RFC fixes, per comments in the PR

2026-07-06 13:40:37 +00:00 · 2022-03-18 14:18:25 +02:00
parent 2bc9ed164f
commit d756921220
1 changed files with 9 additions and 13 deletions
--- a/docs/rfcs/014-storage-lsm.md
+++ b/docs/rfcs/014-storage-lsm.md
@@ -7,11 +7,13 @@ existing files are never modified. That fits well with storing the
 files on S3.

 Currently, we create a lot of small files. That is mostly a problem
-with S3, because each GET/PUT operation is expensive. Currently, the
-files "archived" together into larger checkpoint files before they're
-uploaded to S3, but garbage collecting data from the archive files
-would be difficult and we have not implemented it. This proposal
-addresses that problem.
+with S3, because each GET/PUT operation is expensive, and LIST
+operation only returns 1000 objects at a time, and isn't free
+either. Currently, the files are "archived" together into larger
+checkpoint files before they're uploaded to S3 to alleviate that
+problem, but garbage collecting data from the archive files would be
+difficult and we have not implemented it. This proposal addresses that
+problem.


 # Overview
@@ -98,7 +100,8 @@ the overall key space, and a larger range of LSNs. This speeds up
 searches. When you're looking for a given page, you need to check all
 the files in L0, to see if they contain a page version for the requested
 page. But in L1, you only need to check the files whose key range covers
-the requested page.
+the requested page. This is particularly important at cold start, when
+checking a file means downloading it from S3.

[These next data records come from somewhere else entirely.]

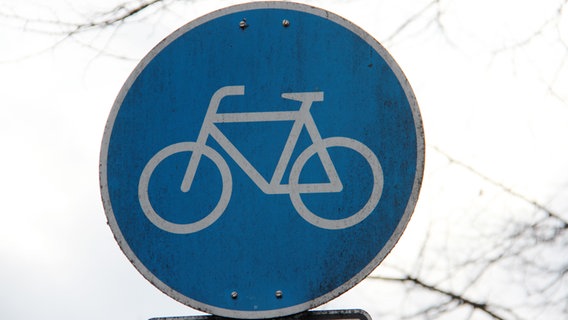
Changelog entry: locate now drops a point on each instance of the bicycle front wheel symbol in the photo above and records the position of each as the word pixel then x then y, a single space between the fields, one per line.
pixel 351 219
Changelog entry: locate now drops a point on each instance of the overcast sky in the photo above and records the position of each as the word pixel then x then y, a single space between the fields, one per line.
pixel 501 112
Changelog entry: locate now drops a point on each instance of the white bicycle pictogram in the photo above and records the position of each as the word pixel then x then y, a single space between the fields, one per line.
pixel 302 119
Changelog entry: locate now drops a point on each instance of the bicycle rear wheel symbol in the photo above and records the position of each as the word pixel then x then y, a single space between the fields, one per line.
pixel 294 188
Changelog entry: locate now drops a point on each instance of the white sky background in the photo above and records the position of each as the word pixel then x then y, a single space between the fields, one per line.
pixel 503 113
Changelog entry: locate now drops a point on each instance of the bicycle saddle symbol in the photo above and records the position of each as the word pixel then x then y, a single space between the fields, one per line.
pixel 302 119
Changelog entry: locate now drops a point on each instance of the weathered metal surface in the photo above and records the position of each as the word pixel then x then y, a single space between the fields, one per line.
pixel 262 160
pixel 348 314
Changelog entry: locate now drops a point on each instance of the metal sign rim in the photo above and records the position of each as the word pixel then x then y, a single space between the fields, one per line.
pixel 325 297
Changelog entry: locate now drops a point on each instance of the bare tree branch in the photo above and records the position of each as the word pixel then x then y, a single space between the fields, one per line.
pixel 454 297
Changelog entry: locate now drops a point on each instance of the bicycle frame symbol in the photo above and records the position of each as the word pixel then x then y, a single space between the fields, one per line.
pixel 302 119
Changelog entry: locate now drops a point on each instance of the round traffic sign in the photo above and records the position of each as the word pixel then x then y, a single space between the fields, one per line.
pixel 262 160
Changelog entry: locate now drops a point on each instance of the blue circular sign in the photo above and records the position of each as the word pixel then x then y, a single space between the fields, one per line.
pixel 262 160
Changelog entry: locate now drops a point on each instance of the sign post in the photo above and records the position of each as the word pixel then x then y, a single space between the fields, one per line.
pixel 262 160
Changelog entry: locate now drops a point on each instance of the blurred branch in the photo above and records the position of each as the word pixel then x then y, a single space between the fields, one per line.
pixel 454 297
pixel 549 212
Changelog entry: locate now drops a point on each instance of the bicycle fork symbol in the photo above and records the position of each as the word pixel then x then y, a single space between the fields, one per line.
pixel 301 119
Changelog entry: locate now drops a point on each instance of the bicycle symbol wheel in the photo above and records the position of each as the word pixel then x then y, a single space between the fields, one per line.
pixel 355 218
pixel 184 228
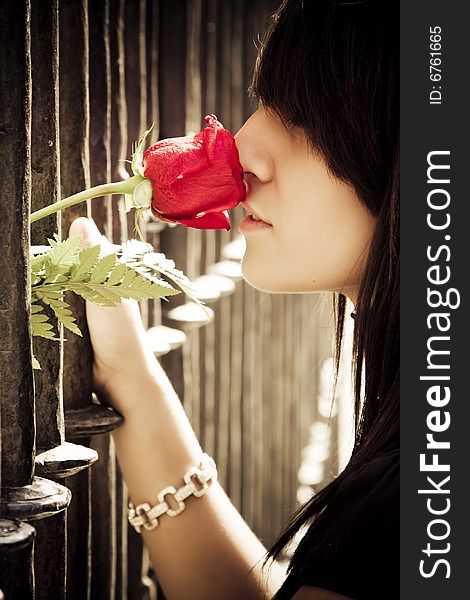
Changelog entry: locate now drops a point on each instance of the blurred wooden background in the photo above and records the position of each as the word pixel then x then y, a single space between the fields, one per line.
pixel 81 81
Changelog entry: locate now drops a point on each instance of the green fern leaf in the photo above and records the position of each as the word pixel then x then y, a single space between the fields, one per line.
pixel 62 312
pixel 116 275
pixel 102 268
pixel 40 325
pixel 87 260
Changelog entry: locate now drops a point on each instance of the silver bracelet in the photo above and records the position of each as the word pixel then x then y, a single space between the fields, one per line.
pixel 196 479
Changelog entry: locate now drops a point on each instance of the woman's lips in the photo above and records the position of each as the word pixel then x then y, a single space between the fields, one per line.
pixel 248 208
pixel 249 224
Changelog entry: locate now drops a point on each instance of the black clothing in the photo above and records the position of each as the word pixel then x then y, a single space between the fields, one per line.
pixel 354 548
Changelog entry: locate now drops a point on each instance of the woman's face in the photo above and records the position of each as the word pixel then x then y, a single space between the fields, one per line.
pixel 320 231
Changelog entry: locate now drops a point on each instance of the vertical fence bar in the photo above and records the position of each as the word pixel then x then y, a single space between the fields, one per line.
pixel 16 377
pixel 16 391
pixel 16 559
pixel 103 475
pixel 22 495
pixel 118 133
pixel 74 167
pixel 118 109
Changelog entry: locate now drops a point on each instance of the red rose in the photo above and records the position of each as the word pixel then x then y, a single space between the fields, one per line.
pixel 197 178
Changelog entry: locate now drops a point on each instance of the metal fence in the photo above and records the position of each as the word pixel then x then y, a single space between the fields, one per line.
pixel 80 81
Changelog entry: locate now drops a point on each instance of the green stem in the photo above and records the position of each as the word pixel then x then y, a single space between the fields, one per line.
pixel 127 186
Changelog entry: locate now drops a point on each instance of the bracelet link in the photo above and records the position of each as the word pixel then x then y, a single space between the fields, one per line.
pixel 171 491
pixel 197 481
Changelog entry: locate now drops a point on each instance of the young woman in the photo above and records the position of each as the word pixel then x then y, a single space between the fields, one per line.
pixel 321 158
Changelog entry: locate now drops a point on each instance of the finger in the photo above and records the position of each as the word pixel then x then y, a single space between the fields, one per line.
pixel 89 231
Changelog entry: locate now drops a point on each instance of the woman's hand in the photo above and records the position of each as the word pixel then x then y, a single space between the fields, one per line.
pixel 121 354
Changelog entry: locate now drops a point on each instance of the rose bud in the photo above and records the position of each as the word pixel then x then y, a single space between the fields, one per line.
pixel 195 179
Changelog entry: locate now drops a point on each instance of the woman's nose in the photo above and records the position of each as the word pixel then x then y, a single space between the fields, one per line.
pixel 253 151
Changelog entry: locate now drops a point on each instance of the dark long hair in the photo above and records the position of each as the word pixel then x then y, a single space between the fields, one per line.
pixel 332 69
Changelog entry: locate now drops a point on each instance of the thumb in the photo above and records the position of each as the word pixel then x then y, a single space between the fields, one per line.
pixel 87 228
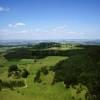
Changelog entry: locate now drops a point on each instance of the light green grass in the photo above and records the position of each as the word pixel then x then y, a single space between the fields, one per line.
pixel 43 90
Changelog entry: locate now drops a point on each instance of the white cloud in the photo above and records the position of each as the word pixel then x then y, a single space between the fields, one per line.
pixel 2 9
pixel 16 24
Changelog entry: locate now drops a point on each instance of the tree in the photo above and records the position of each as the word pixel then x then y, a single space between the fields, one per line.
pixel 25 73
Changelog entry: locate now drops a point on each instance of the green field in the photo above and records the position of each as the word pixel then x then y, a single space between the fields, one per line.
pixel 39 91
pixel 76 61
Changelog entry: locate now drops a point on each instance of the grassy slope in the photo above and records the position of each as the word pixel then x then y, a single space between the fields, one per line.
pixel 40 91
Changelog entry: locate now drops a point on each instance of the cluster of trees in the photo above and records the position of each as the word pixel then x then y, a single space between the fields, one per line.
pixel 43 70
pixel 11 84
pixel 45 45
pixel 14 71
pixel 82 68
pixel 39 51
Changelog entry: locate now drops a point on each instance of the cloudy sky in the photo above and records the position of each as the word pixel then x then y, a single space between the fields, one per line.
pixel 49 19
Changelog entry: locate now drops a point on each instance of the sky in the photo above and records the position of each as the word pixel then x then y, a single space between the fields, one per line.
pixel 49 19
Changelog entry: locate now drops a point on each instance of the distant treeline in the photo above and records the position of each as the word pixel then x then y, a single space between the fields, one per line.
pixel 11 84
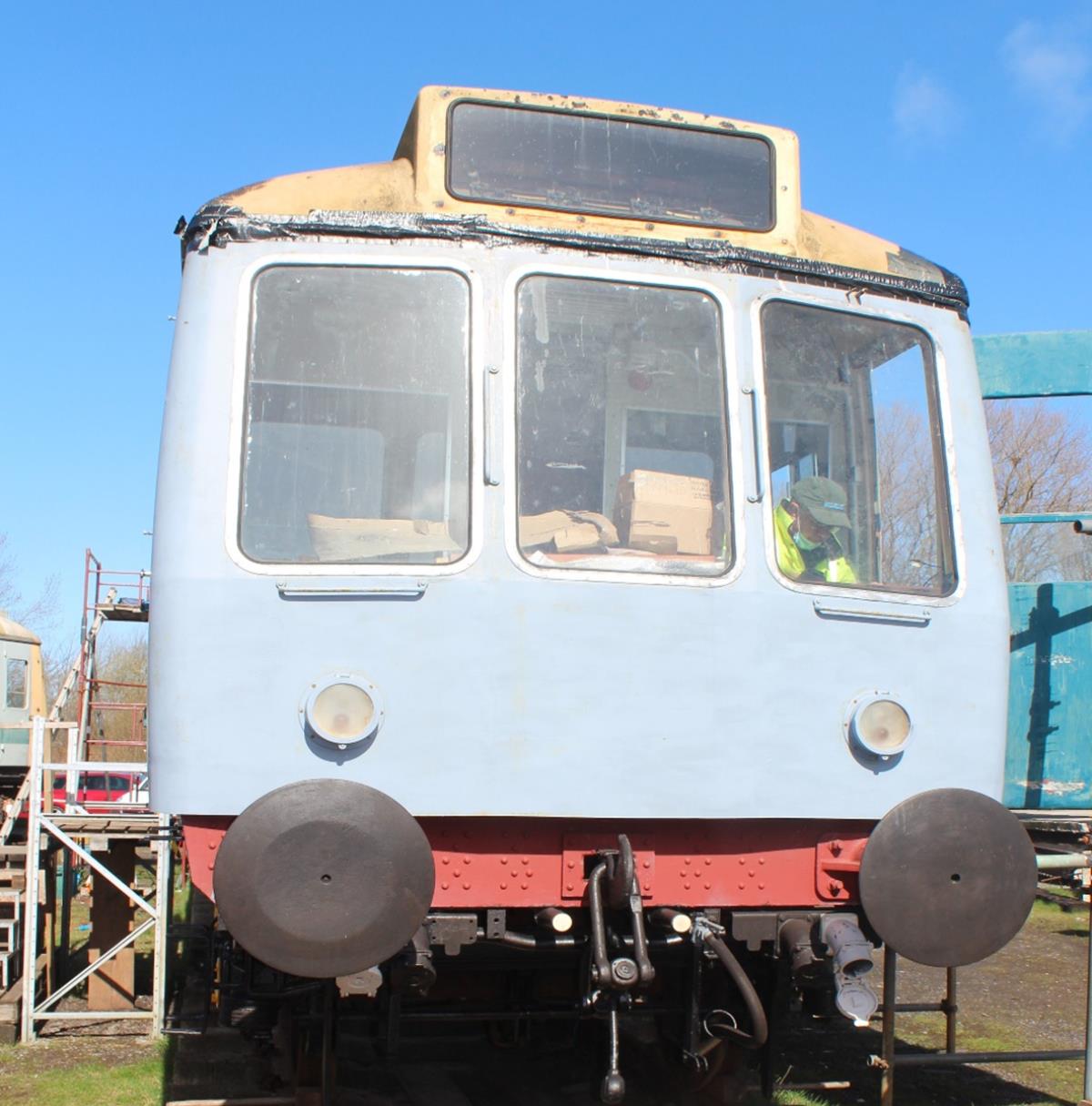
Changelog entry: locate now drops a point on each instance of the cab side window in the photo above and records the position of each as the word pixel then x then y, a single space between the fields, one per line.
pixel 859 487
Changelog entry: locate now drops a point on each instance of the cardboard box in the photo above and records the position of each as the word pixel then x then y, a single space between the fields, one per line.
pixel 567 531
pixel 344 540
pixel 664 513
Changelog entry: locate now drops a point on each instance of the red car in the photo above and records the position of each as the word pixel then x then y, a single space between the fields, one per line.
pixel 102 792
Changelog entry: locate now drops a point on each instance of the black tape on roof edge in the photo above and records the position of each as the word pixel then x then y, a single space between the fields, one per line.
pixel 216 226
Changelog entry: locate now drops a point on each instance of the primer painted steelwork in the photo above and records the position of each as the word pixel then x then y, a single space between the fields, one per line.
pixel 674 709
pixel 22 693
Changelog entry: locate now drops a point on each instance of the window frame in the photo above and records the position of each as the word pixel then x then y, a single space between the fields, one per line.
pixel 879 309
pixel 733 458
pixel 243 323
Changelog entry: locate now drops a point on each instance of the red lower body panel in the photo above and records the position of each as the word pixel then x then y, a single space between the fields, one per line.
pixel 541 862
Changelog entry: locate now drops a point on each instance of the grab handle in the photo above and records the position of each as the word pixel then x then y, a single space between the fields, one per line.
pixel 760 487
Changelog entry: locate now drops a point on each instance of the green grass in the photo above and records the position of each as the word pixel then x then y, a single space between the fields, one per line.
pixel 30 1076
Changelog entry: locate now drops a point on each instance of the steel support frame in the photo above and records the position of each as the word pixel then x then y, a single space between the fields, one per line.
pixel 891 1059
pixel 39 822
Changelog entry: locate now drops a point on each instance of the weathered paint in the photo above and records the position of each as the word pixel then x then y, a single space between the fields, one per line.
pixel 509 694
pixel 16 643
pixel 1048 762
pixel 1054 363
pixel 534 863
pixel 1048 765
pixel 415 183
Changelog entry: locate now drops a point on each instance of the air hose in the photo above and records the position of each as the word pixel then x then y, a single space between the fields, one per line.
pixel 760 1029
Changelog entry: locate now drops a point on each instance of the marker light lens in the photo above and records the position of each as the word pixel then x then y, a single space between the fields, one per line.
pixel 882 726
pixel 341 711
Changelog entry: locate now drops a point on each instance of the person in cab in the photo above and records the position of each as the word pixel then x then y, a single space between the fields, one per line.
pixel 804 526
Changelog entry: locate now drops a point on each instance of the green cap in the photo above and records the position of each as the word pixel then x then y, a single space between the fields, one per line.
pixel 823 499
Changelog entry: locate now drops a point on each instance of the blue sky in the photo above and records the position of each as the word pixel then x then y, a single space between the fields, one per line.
pixel 964 135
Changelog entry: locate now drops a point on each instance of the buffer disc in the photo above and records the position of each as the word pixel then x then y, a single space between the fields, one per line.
pixel 324 878
pixel 948 878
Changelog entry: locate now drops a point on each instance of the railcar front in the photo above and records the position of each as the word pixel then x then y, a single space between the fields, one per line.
pixel 22 695
pixel 487 622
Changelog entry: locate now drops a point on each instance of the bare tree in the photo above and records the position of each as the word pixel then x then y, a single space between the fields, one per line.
pixel 37 614
pixel 907 540
pixel 1042 463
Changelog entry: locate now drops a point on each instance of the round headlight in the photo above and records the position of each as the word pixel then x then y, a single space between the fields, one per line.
pixel 341 710
pixel 881 726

 Partitioning by key range also helps with garbage collection. If only a
 part of the database is updated, we will accumulate more files for
@@ -133,13 +136,6 @@ we partition the data into the files?
  for how PebblesDB does this, and for why that's important)
 - Greedy algorithm

-# Next steps
-
- Allow delta layers to cover a range keys instead of a single segment.
-
- Implement a two-level LSM tree (or three-leveled, if you count the
-"memtable"), by adding L0.
-
 # Additional Reading

 [1] Paper on PebblesDB and how it does partitioning.